3. The "define and conquer" approach
This strategy is similar to the "nip it in the bud" approach, but slightly less directive. One thing I've tried in the past is simply to provide students with clear definitions of various forms of relativism, subjectivism, etc., and make it clear to them that these positions are significantly different from (and in some cases probably inconsistent with) some kind of general principle of toleration. The hope here is that students will come to see (in an almost Wittgenstein-y therapeutic way) that knee-jerk relativism isn't really the position they want anyway, without any attempt on my part to argue them out of it. I think this approach has some potential, but one drawback is that, at least in my experience, if you give students a "menu" of different positions they will often plump for the one that sounds good to them without much consideration of the arguments, and then continue to identify with that position throughout the class in an almost religious way. In a way, this worry is similar to the one about the "nip it in the bud" approach – i.e. that it risks giving relativism too much air time.

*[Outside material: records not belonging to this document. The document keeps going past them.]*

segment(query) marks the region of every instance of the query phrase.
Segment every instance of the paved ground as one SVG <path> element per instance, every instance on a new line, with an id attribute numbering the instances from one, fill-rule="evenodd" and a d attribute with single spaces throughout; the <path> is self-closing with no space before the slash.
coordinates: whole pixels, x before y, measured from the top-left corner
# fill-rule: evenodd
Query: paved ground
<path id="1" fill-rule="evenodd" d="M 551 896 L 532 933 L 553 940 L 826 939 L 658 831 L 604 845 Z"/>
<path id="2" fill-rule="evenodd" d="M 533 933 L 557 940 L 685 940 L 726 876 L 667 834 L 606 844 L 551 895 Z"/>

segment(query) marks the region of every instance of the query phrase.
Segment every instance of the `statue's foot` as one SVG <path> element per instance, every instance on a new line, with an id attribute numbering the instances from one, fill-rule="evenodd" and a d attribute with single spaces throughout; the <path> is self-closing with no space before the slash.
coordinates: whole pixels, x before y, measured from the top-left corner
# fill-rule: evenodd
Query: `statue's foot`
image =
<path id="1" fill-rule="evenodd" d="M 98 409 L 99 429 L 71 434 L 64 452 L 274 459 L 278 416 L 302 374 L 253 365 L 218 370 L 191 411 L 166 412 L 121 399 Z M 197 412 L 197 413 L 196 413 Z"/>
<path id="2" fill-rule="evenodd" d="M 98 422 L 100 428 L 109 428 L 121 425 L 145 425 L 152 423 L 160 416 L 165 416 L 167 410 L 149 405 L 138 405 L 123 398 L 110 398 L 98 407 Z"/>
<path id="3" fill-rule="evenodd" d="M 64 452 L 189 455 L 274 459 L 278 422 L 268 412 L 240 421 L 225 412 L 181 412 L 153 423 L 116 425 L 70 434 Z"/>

So: those are some of the strategies I've tried, and some of my concerns about each of them. How do you approach this issue? Do you use any of the strategies above? Something different? How has it gone? I'd love to know!
*I'm aware that although I'm using the word "relativism", some of the positions I'm talking about here would probably be better described as some form of radical subjectivism. I've stuck with "relativism" just to keep it simple, but I think the basic point applies no matter what variant you're dealing with.